Let a curve y=f(x) pass through the points (0,5) and $$(\log_{e}2,k)$$ . If the curve satisfies the differential equation $$2(3+y)e^{2x}dx-(7+e^{2x})dy=0$$ , then k is equal to

We need to solve $$2(3+y)e^{2x}dx - (7+e^{2x})dy = 0$$ with $$y(0) = 5$$, and find $$k = y(\log_e 2)$$.
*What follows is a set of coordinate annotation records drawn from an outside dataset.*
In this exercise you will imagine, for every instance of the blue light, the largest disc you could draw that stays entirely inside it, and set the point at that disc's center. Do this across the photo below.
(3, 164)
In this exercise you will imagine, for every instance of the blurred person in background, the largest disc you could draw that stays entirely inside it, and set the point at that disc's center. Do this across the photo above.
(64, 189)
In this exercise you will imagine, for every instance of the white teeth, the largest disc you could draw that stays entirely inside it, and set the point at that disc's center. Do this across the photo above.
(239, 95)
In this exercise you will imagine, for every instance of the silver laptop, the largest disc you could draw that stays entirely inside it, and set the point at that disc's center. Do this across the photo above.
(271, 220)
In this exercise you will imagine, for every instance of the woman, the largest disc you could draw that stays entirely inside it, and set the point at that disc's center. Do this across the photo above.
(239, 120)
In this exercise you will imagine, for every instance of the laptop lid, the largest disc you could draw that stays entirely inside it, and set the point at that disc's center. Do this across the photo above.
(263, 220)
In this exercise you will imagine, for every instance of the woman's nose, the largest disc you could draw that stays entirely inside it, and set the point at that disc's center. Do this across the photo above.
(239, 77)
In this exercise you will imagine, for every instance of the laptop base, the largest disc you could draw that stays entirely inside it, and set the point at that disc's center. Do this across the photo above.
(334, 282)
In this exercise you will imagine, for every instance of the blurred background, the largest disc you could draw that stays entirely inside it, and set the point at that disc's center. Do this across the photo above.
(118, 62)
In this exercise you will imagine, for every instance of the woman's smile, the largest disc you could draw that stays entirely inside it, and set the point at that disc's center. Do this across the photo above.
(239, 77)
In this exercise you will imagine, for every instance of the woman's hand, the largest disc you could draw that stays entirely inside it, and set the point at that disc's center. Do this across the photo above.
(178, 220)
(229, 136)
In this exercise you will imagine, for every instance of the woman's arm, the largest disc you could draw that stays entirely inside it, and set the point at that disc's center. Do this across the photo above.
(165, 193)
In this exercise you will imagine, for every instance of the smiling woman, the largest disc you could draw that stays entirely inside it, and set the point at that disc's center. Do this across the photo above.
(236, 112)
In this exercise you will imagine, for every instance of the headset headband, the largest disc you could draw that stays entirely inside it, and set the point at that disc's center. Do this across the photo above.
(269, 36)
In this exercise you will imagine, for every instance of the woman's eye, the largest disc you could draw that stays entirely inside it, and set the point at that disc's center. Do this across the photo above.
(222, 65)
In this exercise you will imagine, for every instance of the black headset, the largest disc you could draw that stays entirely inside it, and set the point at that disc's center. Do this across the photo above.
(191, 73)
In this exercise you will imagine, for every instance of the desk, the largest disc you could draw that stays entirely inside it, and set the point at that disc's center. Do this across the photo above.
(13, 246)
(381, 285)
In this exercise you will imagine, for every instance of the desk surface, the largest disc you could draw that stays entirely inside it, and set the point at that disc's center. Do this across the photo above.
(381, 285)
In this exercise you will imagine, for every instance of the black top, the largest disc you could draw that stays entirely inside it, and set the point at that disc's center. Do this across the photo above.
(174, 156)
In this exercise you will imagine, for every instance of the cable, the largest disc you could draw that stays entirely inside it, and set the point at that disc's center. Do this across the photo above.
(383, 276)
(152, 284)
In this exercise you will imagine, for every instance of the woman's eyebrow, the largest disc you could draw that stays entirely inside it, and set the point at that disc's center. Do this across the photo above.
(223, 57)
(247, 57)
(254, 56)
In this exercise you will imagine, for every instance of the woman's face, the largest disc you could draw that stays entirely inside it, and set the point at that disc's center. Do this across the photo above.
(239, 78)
$$\frac{2e^{2x}}{7+e^{2x}}dx = \frac{dy}{3+y}$$

Left side: Let $$u = 7 + e^{2x}$$, then $$du = 2e^{2x}dx$$:

$$\int \frac{du}{u} = \ln|7+e^{2x}| + C_1$$

Right side: $$\int \frac{dy}{3+y} = \ln|3+y| + C_2$$

$$\ln(7 + e^{2x}) = \ln(3 + y) + C$$

$$7 + e^{2x} = A(3 + y)$$

$$7 + 1 = A(3 + 5) \implies 8 = 8A \implies A = 1$$

Solution: $$y = 4 + e^{2x}$$

$$y = 4 + e^{2\ln 2} = 4 + e^{\ln 4} = 4 + 4 = 8$$

The correct answer is Option 3: 8.